# Picking the ball clean off wet fairways



## Wolfman (Feb 16, 2013)

Any tips to hit irons clean off wet fairways

Should i move my ball forward slightly ?

Played today and the wet fairways were killing my distance but my colleague was picking them off the fairway clean


----------



## fundy (Feb 16, 2013)

Personally dont think you should be trying to pick them clean, just make sure you hit the little ball before you hit the big ball, if anything move the ball back an inch in your stance, moving it forward will make you more likely to hit ground before ball


----------



## Lump (Feb 16, 2013)

Wolfman said:



			Any tips to hit irons clean off wet fairways

Should i move my ball forward slightly ?

Played today and the wet fairways were killing my distance but my colleague was picking them off the fairway clean
		
Click to expand...

The simple answer... hit the ball first.


----------



## Foxholer (Feb 16, 2013)

Would suggest you don't try to dramatically alter your ball-striking simply to suit unusual conditions. Just take an extra club!

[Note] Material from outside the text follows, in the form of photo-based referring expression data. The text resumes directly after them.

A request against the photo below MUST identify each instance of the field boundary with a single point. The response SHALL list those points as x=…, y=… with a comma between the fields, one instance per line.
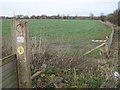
x=110, y=40
x=8, y=71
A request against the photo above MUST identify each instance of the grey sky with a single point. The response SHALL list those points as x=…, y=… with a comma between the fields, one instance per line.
x=53, y=7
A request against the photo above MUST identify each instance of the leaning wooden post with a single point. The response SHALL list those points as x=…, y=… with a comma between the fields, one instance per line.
x=106, y=46
x=22, y=52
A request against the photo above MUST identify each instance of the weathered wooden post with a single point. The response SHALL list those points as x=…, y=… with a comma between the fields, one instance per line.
x=106, y=47
x=22, y=53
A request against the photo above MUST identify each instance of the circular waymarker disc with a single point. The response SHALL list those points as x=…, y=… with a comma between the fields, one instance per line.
x=20, y=50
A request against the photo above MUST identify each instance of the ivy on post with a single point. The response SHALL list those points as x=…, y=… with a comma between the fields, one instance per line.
x=22, y=53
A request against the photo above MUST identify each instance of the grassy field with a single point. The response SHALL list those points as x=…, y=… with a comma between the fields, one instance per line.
x=65, y=36
x=66, y=41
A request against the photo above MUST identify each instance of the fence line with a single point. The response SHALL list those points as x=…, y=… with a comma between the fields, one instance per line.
x=9, y=72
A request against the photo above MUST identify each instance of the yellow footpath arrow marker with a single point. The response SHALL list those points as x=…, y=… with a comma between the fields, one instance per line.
x=20, y=50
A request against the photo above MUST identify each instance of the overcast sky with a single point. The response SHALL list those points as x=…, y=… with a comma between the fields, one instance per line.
x=53, y=7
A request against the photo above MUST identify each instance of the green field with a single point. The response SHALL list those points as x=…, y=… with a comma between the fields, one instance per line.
x=66, y=36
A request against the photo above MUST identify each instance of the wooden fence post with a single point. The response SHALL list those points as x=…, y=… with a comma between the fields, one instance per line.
x=22, y=53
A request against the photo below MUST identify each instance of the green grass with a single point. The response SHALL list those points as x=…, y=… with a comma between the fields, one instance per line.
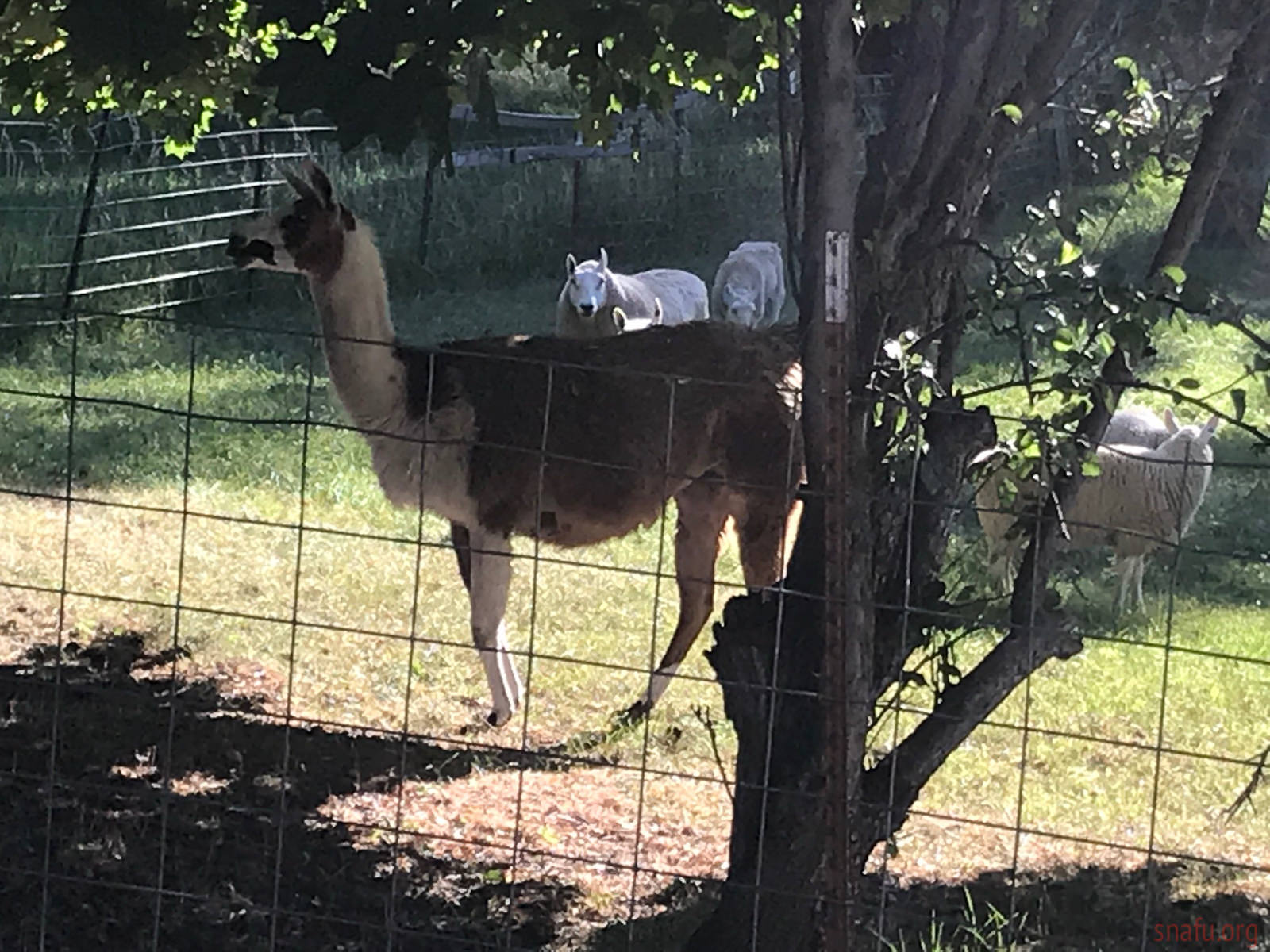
x=1090, y=770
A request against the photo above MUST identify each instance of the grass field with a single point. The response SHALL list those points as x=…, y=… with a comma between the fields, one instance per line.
x=348, y=621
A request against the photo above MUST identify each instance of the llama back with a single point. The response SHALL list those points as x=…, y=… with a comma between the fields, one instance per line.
x=679, y=387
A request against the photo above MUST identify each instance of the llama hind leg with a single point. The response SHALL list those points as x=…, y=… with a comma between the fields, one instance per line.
x=491, y=566
x=702, y=513
x=762, y=527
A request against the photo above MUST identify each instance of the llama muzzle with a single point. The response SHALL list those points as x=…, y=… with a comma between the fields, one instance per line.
x=244, y=253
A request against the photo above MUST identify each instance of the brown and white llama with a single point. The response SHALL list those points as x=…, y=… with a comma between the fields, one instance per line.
x=568, y=441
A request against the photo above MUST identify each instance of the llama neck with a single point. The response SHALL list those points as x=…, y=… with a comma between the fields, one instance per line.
x=357, y=333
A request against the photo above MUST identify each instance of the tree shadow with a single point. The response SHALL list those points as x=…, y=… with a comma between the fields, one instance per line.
x=232, y=854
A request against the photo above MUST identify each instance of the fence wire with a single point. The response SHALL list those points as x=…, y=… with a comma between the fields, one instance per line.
x=241, y=700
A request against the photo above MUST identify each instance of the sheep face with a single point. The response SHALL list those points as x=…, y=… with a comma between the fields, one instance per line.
x=588, y=285
x=741, y=305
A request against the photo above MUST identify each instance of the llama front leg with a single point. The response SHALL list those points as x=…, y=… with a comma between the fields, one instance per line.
x=463, y=543
x=702, y=512
x=491, y=565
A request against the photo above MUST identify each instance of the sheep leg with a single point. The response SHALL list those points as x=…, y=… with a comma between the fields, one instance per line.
x=1130, y=571
x=702, y=513
x=491, y=566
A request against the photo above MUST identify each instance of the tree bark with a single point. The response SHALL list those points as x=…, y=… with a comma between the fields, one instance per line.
x=1244, y=80
x=1233, y=219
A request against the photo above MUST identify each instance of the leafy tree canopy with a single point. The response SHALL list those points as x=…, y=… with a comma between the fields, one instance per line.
x=384, y=67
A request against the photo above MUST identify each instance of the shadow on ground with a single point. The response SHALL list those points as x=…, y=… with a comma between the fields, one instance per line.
x=238, y=857
x=244, y=862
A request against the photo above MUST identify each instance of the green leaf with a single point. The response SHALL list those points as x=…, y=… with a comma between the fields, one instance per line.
x=1068, y=254
x=1127, y=63
x=1240, y=397
x=1011, y=112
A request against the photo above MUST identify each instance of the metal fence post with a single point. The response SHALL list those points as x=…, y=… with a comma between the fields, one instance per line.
x=86, y=213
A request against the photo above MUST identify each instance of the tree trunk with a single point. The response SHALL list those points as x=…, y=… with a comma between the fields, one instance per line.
x=1240, y=92
x=781, y=809
x=1238, y=201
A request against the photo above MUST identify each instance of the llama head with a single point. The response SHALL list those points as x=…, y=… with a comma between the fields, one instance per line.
x=305, y=236
x=587, y=290
x=740, y=304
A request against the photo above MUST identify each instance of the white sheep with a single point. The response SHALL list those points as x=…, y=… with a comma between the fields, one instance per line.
x=584, y=308
x=1142, y=498
x=749, y=286
x=1140, y=427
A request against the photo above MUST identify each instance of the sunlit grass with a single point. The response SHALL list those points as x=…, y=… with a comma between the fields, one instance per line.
x=360, y=607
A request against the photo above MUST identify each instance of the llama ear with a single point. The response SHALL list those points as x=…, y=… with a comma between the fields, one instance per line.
x=302, y=187
x=321, y=184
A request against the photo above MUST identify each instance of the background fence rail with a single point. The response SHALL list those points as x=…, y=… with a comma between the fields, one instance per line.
x=241, y=695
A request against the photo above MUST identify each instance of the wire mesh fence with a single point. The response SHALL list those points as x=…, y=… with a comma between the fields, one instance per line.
x=243, y=701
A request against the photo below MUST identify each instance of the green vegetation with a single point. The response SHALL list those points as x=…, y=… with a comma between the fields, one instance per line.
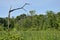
x=31, y=27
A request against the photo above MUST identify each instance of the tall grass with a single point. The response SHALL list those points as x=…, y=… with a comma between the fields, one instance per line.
x=30, y=35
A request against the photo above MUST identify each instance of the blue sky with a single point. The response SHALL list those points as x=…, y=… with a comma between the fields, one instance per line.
x=41, y=6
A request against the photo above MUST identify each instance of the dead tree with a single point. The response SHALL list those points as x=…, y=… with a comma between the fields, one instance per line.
x=14, y=10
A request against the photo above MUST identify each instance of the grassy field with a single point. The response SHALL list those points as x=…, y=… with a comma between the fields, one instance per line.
x=30, y=35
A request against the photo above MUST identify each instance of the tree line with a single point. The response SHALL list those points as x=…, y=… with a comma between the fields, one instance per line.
x=50, y=20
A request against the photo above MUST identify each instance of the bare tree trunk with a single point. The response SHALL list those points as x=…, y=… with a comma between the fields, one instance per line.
x=8, y=20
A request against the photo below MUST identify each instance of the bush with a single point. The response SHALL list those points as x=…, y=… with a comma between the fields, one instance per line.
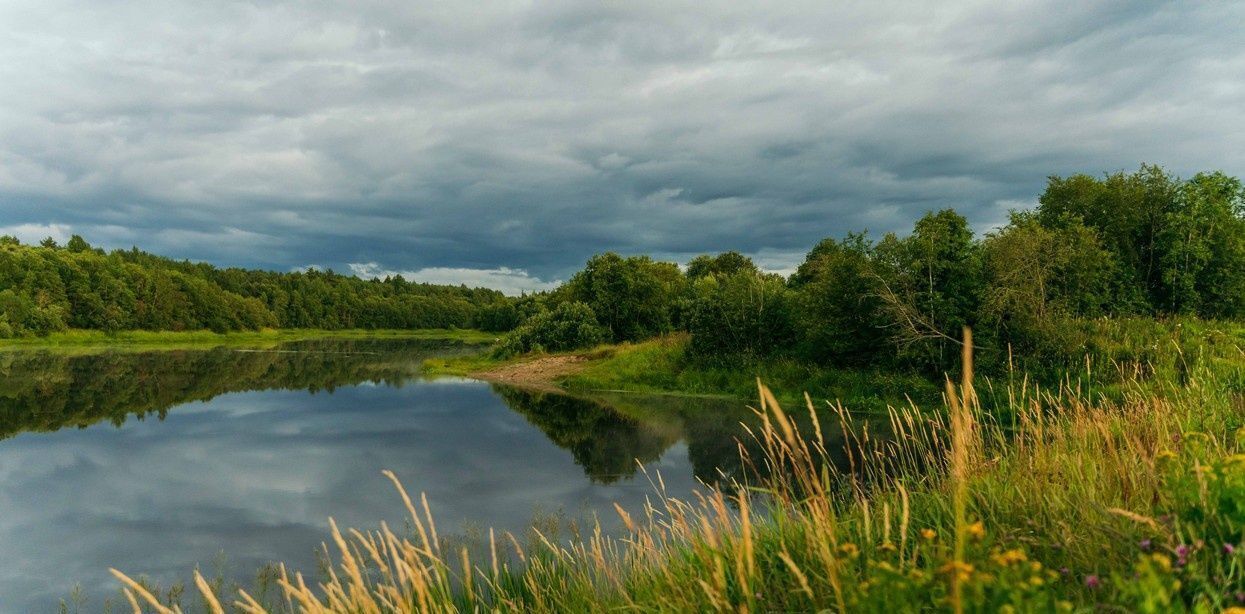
x=741, y=316
x=570, y=326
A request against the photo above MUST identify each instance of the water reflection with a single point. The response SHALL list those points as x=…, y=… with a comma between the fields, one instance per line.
x=177, y=456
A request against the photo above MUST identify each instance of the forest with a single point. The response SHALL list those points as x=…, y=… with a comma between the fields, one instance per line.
x=49, y=288
x=1143, y=244
x=1126, y=244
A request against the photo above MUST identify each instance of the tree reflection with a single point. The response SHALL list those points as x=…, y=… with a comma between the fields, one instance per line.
x=47, y=390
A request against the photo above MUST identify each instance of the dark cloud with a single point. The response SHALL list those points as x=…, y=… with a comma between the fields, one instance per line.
x=516, y=140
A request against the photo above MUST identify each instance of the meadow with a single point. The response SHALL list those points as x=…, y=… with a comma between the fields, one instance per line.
x=1080, y=500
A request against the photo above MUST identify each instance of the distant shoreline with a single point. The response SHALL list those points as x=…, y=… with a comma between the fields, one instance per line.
x=140, y=339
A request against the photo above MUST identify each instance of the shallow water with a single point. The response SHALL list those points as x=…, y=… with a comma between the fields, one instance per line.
x=157, y=462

Pickers possibly have benefit from such conditions in the same way short hitters are likely to benefit from forward tees. 

Roll on Spring and hosepipe bans!


----------



## USER1999 (Feb 16, 2013)

Just hit it normally, ball then turf, or you'll end up flicking at it. Not good.


----------



## Crow (Feb 16, 2013)

Or purchase some lofted fairway woods, my 9 wood is great from the clag!


----------



## MadAdey (Feb 16, 2013)

Not sure why people try to pick it clean from the fairway. I just hit it like in summer and strike the ball then turf, if you are doing that then you will not have any problems. If like me you are someone who normally takes a fair sized divot then to stop doing it you are going to have to change your swing and I do not see the point in that.

The thing that I do notice in people in this weather is how the soggy ground shows a failing in their swing and they are catching the ball turf just before the ball, which in summer is fine as the club is not going to dig in.


----------



## One Planer (Feb 17, 2013)

If its that wet it founds like the course should be closed


----------



## HomerJSimpson (Feb 17, 2013)

Compress down like normal. Hit off a sodden practice field this weekend and when I put a proper swing on it it flew like normal


----------



## JustOne (Feb 17, 2013)

Just stand a bit taller or grip down 1/2 an inch to allow for your feet sinking in the squidge 

Don't change your swing.


----------



## SocketRocket (Feb 17, 2013)

MadAdey said:



			Not sure why people try to pick it clean from the fairway. I just hit it like in summer and strike the ball then turf, if you are doing that then you will not have any problems. If like me you are someone who normally takes a fair sized divot then to stop doing it you are going to have to change your swing and I do not see the point in that.

The thing that I do notice in people in this weather is how the soggy ground shows a failing in their swing and they are catching the ball turf just before the ball, which in summer is fine as the club is not going to dig in.
		
Click to expand...

Good post Adey. :thup:


----------